TALLAHASSEE, Fla. — Florida State athletic director Michael Alford told his board of trustees Friday that "something has to change" as it relates to the revenue gap between the Atlantic Coast Conference and other growing leagues in the Power 5.
Alford said Florida State stands to receive about $30 million less annually than its peers in the Southeastern Conference and Big Ten Conference, both of which are expanding to 16 teams for the 2024 football season.
He said Big Ten schools will receive about $80 million per year with their new television contract, while SEC schools will take in about $72 million each year.
"Right now, when you throw everything in, we receive about $42 million," Alford told the board, according to Warchant.com. "That would put us literally $30 million behind our competitors and peers across the country, and that's $30 million every year."
Alford noted that the Seminoles are one of the biggest brands in the ACC in terms of exposure and that they "drive the media value in this conference."
He went on to say that it would be "impossible" to compete nationally with such a revenue disparity, prompting one board member to ask about the feasibility of Florida State leaving the conference.
"That is an excellent question," FSU general counsel and vice president Carolyn Egan answered.
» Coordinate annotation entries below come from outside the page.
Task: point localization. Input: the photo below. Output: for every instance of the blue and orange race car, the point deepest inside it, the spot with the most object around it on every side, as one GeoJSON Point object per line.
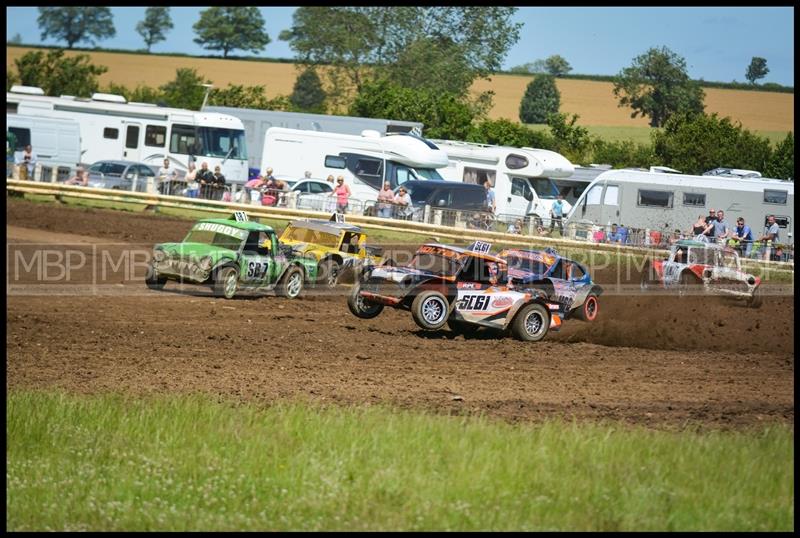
{"type": "Point", "coordinates": [564, 281]}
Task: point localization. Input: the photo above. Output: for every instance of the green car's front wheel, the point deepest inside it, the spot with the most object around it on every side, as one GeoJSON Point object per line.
{"type": "Point", "coordinates": [226, 281]}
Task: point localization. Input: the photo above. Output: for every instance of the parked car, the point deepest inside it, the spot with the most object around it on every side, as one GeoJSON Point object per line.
{"type": "Point", "coordinates": [451, 195]}
{"type": "Point", "coordinates": [463, 288]}
{"type": "Point", "coordinates": [229, 255]}
{"type": "Point", "coordinates": [120, 175]}
{"type": "Point", "coordinates": [563, 280]}
{"type": "Point", "coordinates": [695, 266]}
{"type": "Point", "coordinates": [335, 247]}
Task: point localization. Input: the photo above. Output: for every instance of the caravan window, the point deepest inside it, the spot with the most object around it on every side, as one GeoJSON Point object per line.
{"type": "Point", "coordinates": [515, 162]}
{"type": "Point", "coordinates": [694, 199]}
{"type": "Point", "coordinates": [23, 137]}
{"type": "Point", "coordinates": [155, 135]}
{"type": "Point", "coordinates": [655, 198]}
{"type": "Point", "coordinates": [183, 140]}
{"type": "Point", "coordinates": [334, 161]}
{"type": "Point", "coordinates": [775, 197]}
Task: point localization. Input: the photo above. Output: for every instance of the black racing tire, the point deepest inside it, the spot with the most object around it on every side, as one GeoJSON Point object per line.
{"type": "Point", "coordinates": [531, 323]}
{"type": "Point", "coordinates": [360, 307]}
{"type": "Point", "coordinates": [291, 283]}
{"type": "Point", "coordinates": [328, 273]}
{"type": "Point", "coordinates": [153, 281]}
{"type": "Point", "coordinates": [589, 309]}
{"type": "Point", "coordinates": [462, 327]}
{"type": "Point", "coordinates": [430, 310]}
{"type": "Point", "coordinates": [756, 300]}
{"type": "Point", "coordinates": [226, 282]}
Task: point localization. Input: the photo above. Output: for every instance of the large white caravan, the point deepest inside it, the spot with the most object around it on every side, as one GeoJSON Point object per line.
{"type": "Point", "coordinates": [666, 202]}
{"type": "Point", "coordinates": [522, 177]}
{"type": "Point", "coordinates": [111, 128]}
{"type": "Point", "coordinates": [56, 141]}
{"type": "Point", "coordinates": [365, 161]}
{"type": "Point", "coordinates": [256, 122]}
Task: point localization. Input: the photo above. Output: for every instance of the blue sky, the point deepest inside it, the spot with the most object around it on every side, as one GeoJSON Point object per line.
{"type": "Point", "coordinates": [717, 42]}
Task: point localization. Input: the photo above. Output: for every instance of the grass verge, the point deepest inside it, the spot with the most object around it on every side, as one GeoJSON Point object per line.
{"type": "Point", "coordinates": [115, 463]}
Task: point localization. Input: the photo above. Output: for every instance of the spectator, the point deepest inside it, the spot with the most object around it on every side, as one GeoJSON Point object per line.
{"type": "Point", "coordinates": [342, 193]}
{"type": "Point", "coordinates": [515, 227]}
{"type": "Point", "coordinates": [166, 176]}
{"type": "Point", "coordinates": [557, 214]}
{"type": "Point", "coordinates": [721, 227]}
{"type": "Point", "coordinates": [770, 238]}
{"type": "Point", "coordinates": [490, 198]}
{"type": "Point", "coordinates": [81, 178]}
{"type": "Point", "coordinates": [744, 235]}
{"type": "Point", "coordinates": [205, 178]}
{"type": "Point", "coordinates": [385, 200]}
{"type": "Point", "coordinates": [26, 160]}
{"type": "Point", "coordinates": [699, 228]}
{"type": "Point", "coordinates": [709, 230]}
{"type": "Point", "coordinates": [403, 202]}
{"type": "Point", "coordinates": [192, 186]}
{"type": "Point", "coordinates": [217, 184]}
Egan and Alford then explained it would cost about $120 million for Florida State to leave the ACC.
Then there's still the matter of the ACC's grant of media rights. As it currently stands, if Florida State were to leave the ACC, the conference would control its media rights until 2036.
Texas and Oklahoma negotiated an early exit with the Big 12 Conference, allowing the schools to take control of their media rights as they move to the SEC. But it'll cost them $100 million to do so.
Alford said the Seminoles "represent 70% more viewers than the typical ACC school" and generate about 15% of the ACC's media rights revenue.
"But we only get 7% of the distribution," Alford said.
Alford said he's working with the ACC on "how to create a revenue distribution model that takes into factors who you are, how you play, what your brand is," but he's not sure if it will come to fruition.
If not, the future of the Seminoles in the ACC is tenuous at best.